By Laurie Mendenhall
I accepted the offer to become the new principal of Keokuk Catholic Schools way back in April. At 59 years of age I was looking for an opportunity to motivate myself, teachers and students to become excited about learning new things.
I’m not sure how much my presence has been a motivating factor for teachers and students, or if my excitement is apparent about all that I’m learning, but my learning curve has been extremely high, and will probably continue to be so for the rest of the year.
I first had to learn about what keys unlocked which doors, and what keys no longer worked at all. Light switch locations posed my next problem solving activity. After walking up and down the halls, flicking switches off and on, I learned. The locked and unlocked files held masses of new learning material, from Davenport Diocesan requirements to state reporting requirements, even to old documents from when the nuns ran the school.
Who are all of these people and forms and secure user names and login passwords from ages ago? I was too frightened to throw away old skeleton keys, 1993 floppy discs with school carnival winners, secret codes or combinations to lockers that were no longer in use. And the teachers and students had not even arrived for the start of school.

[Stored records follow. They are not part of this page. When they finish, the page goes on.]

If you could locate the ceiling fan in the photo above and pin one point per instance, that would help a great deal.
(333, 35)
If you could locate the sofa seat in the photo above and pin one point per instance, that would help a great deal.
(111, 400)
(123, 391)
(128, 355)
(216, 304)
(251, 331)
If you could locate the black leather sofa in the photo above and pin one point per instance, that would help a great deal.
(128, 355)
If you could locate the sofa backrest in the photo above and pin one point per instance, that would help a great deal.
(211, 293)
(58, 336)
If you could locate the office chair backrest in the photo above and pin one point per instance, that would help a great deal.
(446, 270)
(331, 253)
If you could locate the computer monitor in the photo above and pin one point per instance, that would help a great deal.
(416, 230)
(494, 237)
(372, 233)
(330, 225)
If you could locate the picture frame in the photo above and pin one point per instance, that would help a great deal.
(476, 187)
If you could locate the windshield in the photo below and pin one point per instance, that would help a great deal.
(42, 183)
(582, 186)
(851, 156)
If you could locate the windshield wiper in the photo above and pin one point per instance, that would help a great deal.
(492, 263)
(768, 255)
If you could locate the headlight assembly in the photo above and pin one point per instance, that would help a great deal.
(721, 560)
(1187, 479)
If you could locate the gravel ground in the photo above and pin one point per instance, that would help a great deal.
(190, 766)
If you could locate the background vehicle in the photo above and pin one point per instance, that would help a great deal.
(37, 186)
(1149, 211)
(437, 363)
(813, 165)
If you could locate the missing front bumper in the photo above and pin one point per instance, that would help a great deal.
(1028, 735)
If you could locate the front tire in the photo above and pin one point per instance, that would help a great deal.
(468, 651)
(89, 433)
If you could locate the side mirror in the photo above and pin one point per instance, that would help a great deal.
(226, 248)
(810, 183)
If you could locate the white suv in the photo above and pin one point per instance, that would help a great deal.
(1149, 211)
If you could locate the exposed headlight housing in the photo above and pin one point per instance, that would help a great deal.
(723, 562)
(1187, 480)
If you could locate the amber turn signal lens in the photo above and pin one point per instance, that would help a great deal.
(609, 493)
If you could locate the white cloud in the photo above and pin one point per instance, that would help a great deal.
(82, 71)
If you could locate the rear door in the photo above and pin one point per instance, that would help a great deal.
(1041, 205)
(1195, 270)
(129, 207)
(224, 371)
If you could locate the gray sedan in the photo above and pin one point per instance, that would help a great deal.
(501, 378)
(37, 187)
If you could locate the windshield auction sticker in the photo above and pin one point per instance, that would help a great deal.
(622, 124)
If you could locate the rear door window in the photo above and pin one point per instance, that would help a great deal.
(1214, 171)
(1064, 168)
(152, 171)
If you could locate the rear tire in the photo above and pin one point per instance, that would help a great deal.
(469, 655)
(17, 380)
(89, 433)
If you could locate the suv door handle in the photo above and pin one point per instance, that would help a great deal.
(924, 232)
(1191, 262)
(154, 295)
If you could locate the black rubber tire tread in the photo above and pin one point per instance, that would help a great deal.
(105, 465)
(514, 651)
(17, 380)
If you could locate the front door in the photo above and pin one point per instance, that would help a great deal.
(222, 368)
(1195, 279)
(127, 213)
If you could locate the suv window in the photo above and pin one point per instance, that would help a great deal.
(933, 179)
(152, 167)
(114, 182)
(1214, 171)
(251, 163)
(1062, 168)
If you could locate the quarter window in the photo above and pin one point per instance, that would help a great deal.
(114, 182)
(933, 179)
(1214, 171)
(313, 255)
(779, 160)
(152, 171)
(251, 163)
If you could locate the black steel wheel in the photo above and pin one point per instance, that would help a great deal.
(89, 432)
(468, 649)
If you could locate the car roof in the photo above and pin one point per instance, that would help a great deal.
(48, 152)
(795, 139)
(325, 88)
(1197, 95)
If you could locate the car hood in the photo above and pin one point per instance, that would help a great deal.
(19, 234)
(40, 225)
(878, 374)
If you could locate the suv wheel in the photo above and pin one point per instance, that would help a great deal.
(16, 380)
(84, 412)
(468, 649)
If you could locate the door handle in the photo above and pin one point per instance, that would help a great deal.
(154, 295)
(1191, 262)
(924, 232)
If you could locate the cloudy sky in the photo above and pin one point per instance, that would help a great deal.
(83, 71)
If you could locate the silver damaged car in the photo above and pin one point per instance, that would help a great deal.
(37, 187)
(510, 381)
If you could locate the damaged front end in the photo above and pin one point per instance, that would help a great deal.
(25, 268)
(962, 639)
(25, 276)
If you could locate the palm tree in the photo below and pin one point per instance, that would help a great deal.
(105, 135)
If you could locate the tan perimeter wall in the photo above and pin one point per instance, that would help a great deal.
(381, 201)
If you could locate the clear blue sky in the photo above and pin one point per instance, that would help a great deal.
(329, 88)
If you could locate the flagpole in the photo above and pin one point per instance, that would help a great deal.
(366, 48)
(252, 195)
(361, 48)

The teachers arrived. Names, grades taught, husband’s names — are all good to learn so relevant conversations can be carried on. The students arrived and a most important learning objective presented itself: learning their names, brothers, sisters, who’s related to whom and grandparents’ names who I might have known in my early Keokuk life. Slowly, I’m learning the connections.
It’s Oct. 14 as I write this, and by golly, a 59-year-old can learn a lot in a short period of time. The human brain is a terrible thing to waste. The young human brain needs to develop to the greatest potential by being challenged, probed, questioned and amazed. I’m here for the opportunity to do just that.